フレデリックとジャックも続き、入口を抜けた辺りで大通りらしきエリアに辿り着く。人々が暮らせる様にと文明を模倣したコロニーである。少し古臭い建物が立ち並び、街路樹が等間隔で植え付けられている。
「以前はもう少しホコリが積もっていた。何しろ聖戦時に作られたものだからね。けれど僕が……君達の知る飛鳥がここを改築したんだ。彼は、きっとここを自分の墓にするつもりだったんじゃないかな」
「終活って体じゃねえとは思うがな。それより、さっきからそこら中にいるアレはなんだ?」
フレデリックが指差した先には、街路樹を整備している真っ白なマシーンがいる。電子音を鳴らしながら作業を行う姿は可愛らしく、ジャックが「ワオ」と声をあげる。
「飛鳥が作ったビットだよ。彼は肉体労働が向いていないからね、自分の代わりにティルナノーグを整備する要員を作り上げたんだ」
「ハッ……なんとまあ、一人でここまで仕上げやがったのか。最強の魔法使いってのは伊達じゃないと改めて理解した」
「僕が知っている限りだと、ルーブゴールドバーグマシンで蕎麦を打っていたりもしたよ」
「い、意外と楽しそうな事もしてるのね……」
「一人が好きな奴だからな。壁と喋ってろなんて冗談でも言ってみろ、本気で壁に向けて話し始める。そういう奴だ」
「わあ、想像できる……凄い」
「観光しているところ申し訳ないが、少し急いでも良いかな?」
R♯が眉をひそめて嗜めてくる。フレデリックは無言で頷き返すと、口を真一文字に結んだ。

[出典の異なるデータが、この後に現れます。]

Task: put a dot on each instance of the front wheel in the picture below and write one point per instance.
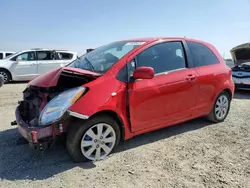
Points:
(6, 76)
(221, 108)
(93, 139)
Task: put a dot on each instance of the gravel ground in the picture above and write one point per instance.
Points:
(193, 154)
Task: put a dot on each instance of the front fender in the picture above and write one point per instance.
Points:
(108, 95)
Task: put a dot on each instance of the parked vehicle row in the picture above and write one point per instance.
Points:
(124, 89)
(4, 54)
(28, 64)
(241, 68)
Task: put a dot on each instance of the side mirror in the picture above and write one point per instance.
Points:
(144, 73)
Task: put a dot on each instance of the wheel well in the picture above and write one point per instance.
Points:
(229, 92)
(116, 117)
(8, 72)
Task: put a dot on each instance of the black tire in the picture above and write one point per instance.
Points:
(212, 116)
(6, 75)
(78, 129)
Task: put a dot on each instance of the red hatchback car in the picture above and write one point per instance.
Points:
(124, 89)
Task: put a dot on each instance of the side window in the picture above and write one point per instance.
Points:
(163, 57)
(45, 55)
(201, 54)
(64, 56)
(8, 54)
(28, 56)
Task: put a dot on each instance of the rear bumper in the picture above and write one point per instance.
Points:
(242, 83)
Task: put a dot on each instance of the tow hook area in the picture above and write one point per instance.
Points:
(41, 146)
(13, 123)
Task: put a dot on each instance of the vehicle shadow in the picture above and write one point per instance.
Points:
(17, 82)
(18, 162)
(242, 94)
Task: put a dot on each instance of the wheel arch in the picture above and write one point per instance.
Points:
(229, 92)
(1, 68)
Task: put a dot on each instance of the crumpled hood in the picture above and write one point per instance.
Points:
(241, 53)
(5, 62)
(51, 78)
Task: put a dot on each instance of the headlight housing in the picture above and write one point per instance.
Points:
(55, 109)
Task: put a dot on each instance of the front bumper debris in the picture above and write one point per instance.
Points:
(39, 138)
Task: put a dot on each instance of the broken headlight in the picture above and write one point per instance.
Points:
(55, 109)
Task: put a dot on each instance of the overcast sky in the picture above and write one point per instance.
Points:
(77, 25)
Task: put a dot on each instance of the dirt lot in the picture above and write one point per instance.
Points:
(194, 154)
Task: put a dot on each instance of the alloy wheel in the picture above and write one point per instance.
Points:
(221, 107)
(98, 141)
(5, 76)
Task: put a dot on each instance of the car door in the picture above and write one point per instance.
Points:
(46, 61)
(170, 95)
(24, 66)
(64, 58)
(207, 67)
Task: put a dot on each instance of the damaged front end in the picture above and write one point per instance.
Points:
(241, 70)
(42, 114)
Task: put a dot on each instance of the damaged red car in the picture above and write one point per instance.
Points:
(124, 89)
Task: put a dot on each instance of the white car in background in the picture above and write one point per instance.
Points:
(4, 54)
(26, 65)
(241, 68)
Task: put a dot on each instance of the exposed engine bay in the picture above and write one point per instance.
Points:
(35, 98)
(245, 67)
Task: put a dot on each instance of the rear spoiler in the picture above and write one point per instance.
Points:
(89, 50)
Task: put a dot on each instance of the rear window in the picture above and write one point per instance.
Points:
(201, 54)
(65, 56)
(45, 55)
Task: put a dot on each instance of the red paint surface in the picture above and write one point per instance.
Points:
(154, 103)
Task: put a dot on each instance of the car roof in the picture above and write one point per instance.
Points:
(151, 39)
(43, 49)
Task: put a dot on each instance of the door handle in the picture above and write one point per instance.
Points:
(191, 78)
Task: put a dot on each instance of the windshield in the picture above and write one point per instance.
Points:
(10, 56)
(101, 59)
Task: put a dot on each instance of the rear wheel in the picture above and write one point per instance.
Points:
(221, 108)
(93, 139)
(6, 75)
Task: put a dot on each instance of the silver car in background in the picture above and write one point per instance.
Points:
(241, 68)
(26, 65)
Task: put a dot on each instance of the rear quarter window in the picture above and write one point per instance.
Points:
(64, 56)
(201, 54)
(8, 54)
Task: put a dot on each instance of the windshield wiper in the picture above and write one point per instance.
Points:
(92, 67)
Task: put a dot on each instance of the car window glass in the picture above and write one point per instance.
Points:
(45, 55)
(28, 56)
(8, 54)
(120, 53)
(201, 54)
(64, 56)
(163, 57)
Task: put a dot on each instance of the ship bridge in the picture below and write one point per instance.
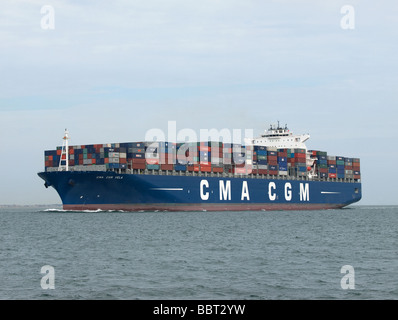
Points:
(279, 137)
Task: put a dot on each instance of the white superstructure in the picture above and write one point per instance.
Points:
(280, 138)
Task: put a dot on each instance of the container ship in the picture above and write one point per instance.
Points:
(274, 171)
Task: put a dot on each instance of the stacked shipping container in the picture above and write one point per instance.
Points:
(205, 156)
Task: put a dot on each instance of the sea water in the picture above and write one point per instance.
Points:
(48, 253)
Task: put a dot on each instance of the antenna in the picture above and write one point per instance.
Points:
(64, 159)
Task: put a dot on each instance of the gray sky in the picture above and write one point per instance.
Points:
(111, 70)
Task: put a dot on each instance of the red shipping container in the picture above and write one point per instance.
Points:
(166, 167)
(137, 160)
(204, 148)
(152, 161)
(139, 166)
(205, 168)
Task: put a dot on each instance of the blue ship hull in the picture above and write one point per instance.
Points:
(135, 192)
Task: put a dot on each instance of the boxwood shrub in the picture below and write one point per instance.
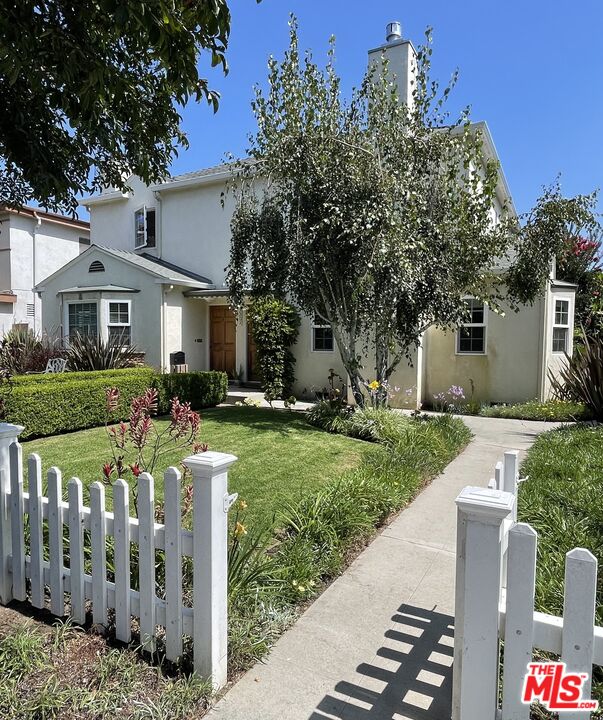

観光に来ているわけではない。ティルナノーグの現在の持ち主である飛鳥が失踪したというのだ、早急に手がかりを見つけなければならない。
「時間が惜しい。一気に跳ぼう」
フレデリックとジャックが返答するよりも早く、R♯は法術による瞬間移動を行った。一瞬にして三人はティルナノーグ内を駆け回っていき、中心部に位置するエリアへと跳躍する。
移動を終えると、市街地とは雰囲気が一転して研究室と呼ぶに相応しい空間が現れた。
「ここが飛鳥の研究室。……やはり、彼の姿はないか」
研究室には誰の姿もない。うずたかく積まれた本の山、星の動きを観察できる巨大な天体望遠鏡、確かに誰かがこの空間を利用して研究を行っていた形跡が見られるのに、人の気配は一切無かった。
フレデリックはR♯が目に見えて動揺しているのを感じ取った。飛鳥の性格を完全にコピーしているそうだが、フレデリックからすれば兄弟を見ている感覚に近い。似ている様で似ていない、そんな存在がR♯だ。
「おい、最後に飛鳥と連絡を取り合ったのはいつだ?」
「……失踪する数時間前の事だ。僕と視覚情報を共有しているんだけど、その同調が少しズレたから調整しようという旨を話した。声色も話し方も、問題はなかったと思う」
「その同調のズレってのは?原因はハッキリしたのか?」
「──いや、しなかった。調整自体は問題なく行えたから、もう少し精度を上げようと飛鳥は言っていた。そうか、既に兆候は見えていたのか……!」
「つまり、その時点で飛鳥君達の間で行われていた同調に何かしらの干渉が起きていたという事になるのね。飛鳥君本人が失踪した原因はそこにある?」
「僕の方でもう少し手がかりを探してみよう。情報共有が突然打ち切られた瞬間に、何かあるかもしれない」
R♯が指を宙に滑らせると一瞬にして何もない空間に、多種多様なデータが法術を用いて視覚化される。拡張現実という奴だ。
黙々とR♯がデータに目を通す中、フレデリックはジャックと共に研究室で何か飛鳥の痕跡が無いかと探索を開始した。
何も言わずに飛鳥が失踪するとは考えられない。月面にたった一人生きていくと決意していた彼が忽然と姿を消すなど、何かしらの事件に巻き込まれた以外に無いだろう。ではそれは一体何なのか、確かめる必要がある。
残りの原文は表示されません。